Lately, that's been the case for people who own mutual funds that invest in stocks.
If you have the average fund that invests in large U.S. company stocks, you probably have lost about 6 percent of the money that was in the fund July 19.
If you have money in a mutual fund that invests in small company stocks, you may have lost about 8 percent.
If you have an international fund, you might have lost 8 percent, too.
And if you are like the 35-year-old paralegal who contacted me from a Las Vegas casino last week, you might be worried that you are gambling with your 401(k) savings and wondering if it is time to dump a losing fund.
During periods like the present, second-guessers hurt themselves. A couple of years ago, Dalbar Inc., a mutual fund consulting firm, looked at how average investors fare with their mutual funds.
For 20 years, the average fund had climbed about 12 percent - on average - per year. In some years, stocks are losers; in others, they soar. And if you blended the up and down years together, the money would have grown an average of about 12 percent a year.
But investors generally didn't do nearly that well. With all their second-guessing, and moving money from one fund to another, Dalbar says they ended up with a gain of about 4 percent a year on average.
Perhaps you still wonder if your stock fund manager has let you down over the past six weeks.
There is an easy way to check. Compare your fund's performance - or what you made or lost in the fund - to other funds like it, and to the stock market in general. Large-cap funds as a group have fallen about 6 percent, according to Lipper. So if your fund hasn't lost more than 6 percent, your manager has done fine.
Besides focusing on the present, look at the past three years. That's a more dependable period of time - a chance for your fund to show its stuff in good and bad times. If your fund has kept up with the average fund like it, that's good. If it has kept up with the overall stock market, that's even better.
In the case of a large-cap fund, your fund would have done well if it earned more than 11 percent on average each year for the past three years.
For small-cap funds, your fund will be outstanding if it earned more than 13.4 percent a year for three years.
Take a look at your international fund's performance, too. An outstanding international fund would have earned more than 22 percent a year for the past three years.

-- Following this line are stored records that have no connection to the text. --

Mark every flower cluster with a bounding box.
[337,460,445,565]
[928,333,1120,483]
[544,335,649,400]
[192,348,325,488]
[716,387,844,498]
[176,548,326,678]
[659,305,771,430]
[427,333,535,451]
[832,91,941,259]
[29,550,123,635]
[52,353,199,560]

But notice that stocks have been falling since mid-July because investors have decided they have been too cavalier about taking risks for the past few years.
Emerging-market mutual funds, for example, have dropped 10 percent over the past six weeks, while the average fund that invests throughout the world has dropped 8 percent.

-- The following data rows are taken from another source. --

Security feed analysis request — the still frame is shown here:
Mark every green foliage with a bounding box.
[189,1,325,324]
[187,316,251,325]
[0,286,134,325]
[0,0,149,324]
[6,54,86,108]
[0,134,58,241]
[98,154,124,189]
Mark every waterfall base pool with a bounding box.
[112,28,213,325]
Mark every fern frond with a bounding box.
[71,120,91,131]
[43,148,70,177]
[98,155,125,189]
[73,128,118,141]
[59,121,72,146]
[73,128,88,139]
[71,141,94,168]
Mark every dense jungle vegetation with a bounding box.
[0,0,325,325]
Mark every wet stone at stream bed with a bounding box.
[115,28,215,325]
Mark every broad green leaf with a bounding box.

Morningstar analyst Michael Breen recently evaluated international funds that held up comparatively well during downturns in the stock market. Among those he identified: First Eagle Overseas, Thornburg International Value, American Funds EuroPacific Growth, Templeton Growth and Templeton Foreign, and Tweedy, Brown Global Value.
Among U.S. stock funds that have held up best in downturns, Morningstar identified Delafield, Fairholme, Clipper, Franklin Balance Sheet Investment, Oakmark Select, Selected American, Osterweis, Jensen, Hartford Midcap, Columbia Acorn and FBR Small Cap.
Gail MarksJarvis is a Your Money columnist.